The film, in opening up on a bit that explicitly tears down the then-popular logic of continuity storytelling, informs us at once that this is not the Frankenstein we were expecting, and that, more than anything, we are about to be treated to a proper tall tale, a lark. To this extent, the film is at our service. It sets a gloriously left-field field ball rolling that doesn’t stop for anything.

After this sequence, the film tiptoes a line so razor-thin between horror, tragedy, and gallows humor, it soars sky-high on the sheer tension it creates through threatening to implode on itself. Firstly, the film is rather in the monster’s corner this time out, with Karloff ing him as a child let loose on the world struggling to comprehend its contradictions and inadequacies. More than horror, the film evokes mirthful joy and childlike glee, as well as soul-deep trauma, when we witness the monster love and lose within the span of minutes. It takes us to the pit of guilt and the summit of innocence, often within the same scene.

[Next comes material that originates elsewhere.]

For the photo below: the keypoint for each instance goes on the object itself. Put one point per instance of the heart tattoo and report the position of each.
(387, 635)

As if that weren’t already enough, the B-plot, about Dr. Frankenstein and a fellow doctor attempting to create life for Frankenstein in the form of a Bride, is off somewhere simmering with campy psycho-sexual tension that fascinates with its perturbed energy.

The film is so busy poking and prodding at society and humankind and filmic invention it occasionally forgets to frighten – but when it does, any concern is washed away. Bride of Frankenstein is horror at its most frustrated, excited, and delirious, a film that takes a sort of pure, sheer joy in screwing with us, refuses to be classified, and always comes back for more. More than anything, it is the very antithesis of sequel logic, and it is endlessly fascinating.

 

4. Ugetsu (1953)

Ugetsu

It’s a shame Mizoguchi’s name has been almost wiped clean from the canon, but it’s easy to understand considering his total and complete distance from anything resembling modern film-making. If Kurosawa was a story-teller and Ozu a painter – two things very much still alive in today’s film-world – Kenji Mizoguchi was a fable-maker. A director who bled physical space but abstracted it to find the unconscious spaces of our mind layered within, Ozu’s greatest tool was the elegiac long take. He had no interest in cutting to capture characters as individuals, and found himself far more compelled by the idea of people in relation to their environments.

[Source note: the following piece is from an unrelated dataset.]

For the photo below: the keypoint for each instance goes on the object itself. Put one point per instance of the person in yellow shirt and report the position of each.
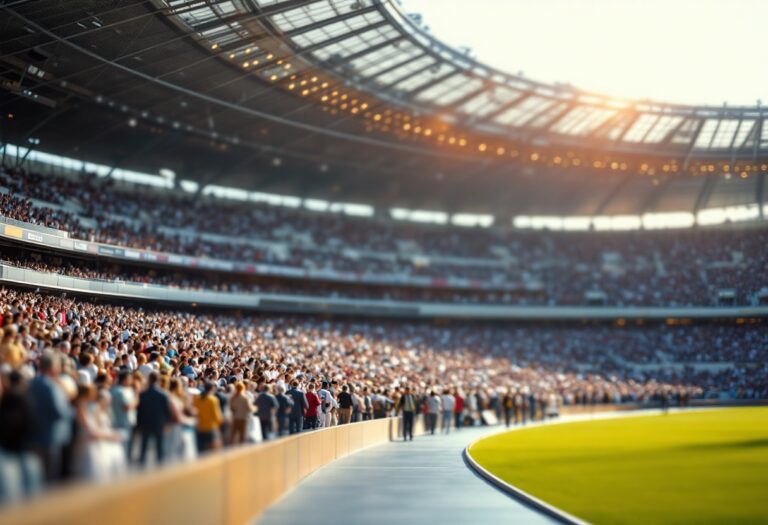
(11, 351)
(209, 420)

Naturally, an emphasis on geography lends itself to horror, but the genre was not Mizoguhi’s forte. He usually worked with a particularly horrifying, malaised, haunting form of drama – look no further than Sansho the Bailiff, arguably his greatest film. But Ugetsu is dramatic horror, subsuming narrative to mood, using atmosphere to define character, and elevating imagery to a sort of hazy, heavenly film-making that feels leisurely yet undeniably poetic.

Ultimately, Mizoguchi cares very little about plot and very much about feeling. He lets his films breathe, giving them an air wholly at odds with the norms of the horror genre. His cavernously wide shots capture a profound emptiness, of miniscule people crushed under the weight of their own insignificance.

It wafts around, fills the cracks of our minds, and gives us a space to sit around in and explore. Of course, it doesn’t leave us unguided – it gently prods us toward the darker corners of the human mind, and forces us to confront them with nothing left between us and our barest emotions. The end effect is cinema’s greatest unholy dream, as eerie as it is darkly seductive.

 

3. The Night of the Hunter (1955)

the-night-of-the-hunter-haunting

Charles Laughton’s only directorial effort destroyed any future chance of a career behind the camera. Perhaps the film was too anxious, too radical, or just too stunningly left-field and out-of-touch with anything considered “good” film-making as of 1955. Or maybe it was just too terrifying.

As American film-making has only gone further embraced continuity editing since then (with few exceptions, namely the entirety of the 1970’s), it is no less radical, and no less magisterial today. With each shot, we hear the death rattle of a career still in the womb; but as for what we see, that is most certainly a different story.

The Night of the Hunter is most famous today for Robert Mitchum’s glorious huckster, a criminal masquerading as a preacher and on the hunt for two children who know where their father has hidden a surfeit of money he stole. The performance is monumental, to be sure, equally depraved and avuncular, a sooth-sayer for the ages. But the pall it casts over the film tends to distract from how subversively and maddeningly well constructed it is, with impressionist sound design basking in the moonlight and some of the finest shadow use ever featured in an American film.

The childrens’ river boat trip, its most famous scene, is as magical as it is disturbing, and melds German expressionism with a more French form of impressionism. But other scenes, such as one where the preacher Powell murders the childrens’ mother, laying on a bed and encased in a coffin of light, wring raw beauty out of grueling tension.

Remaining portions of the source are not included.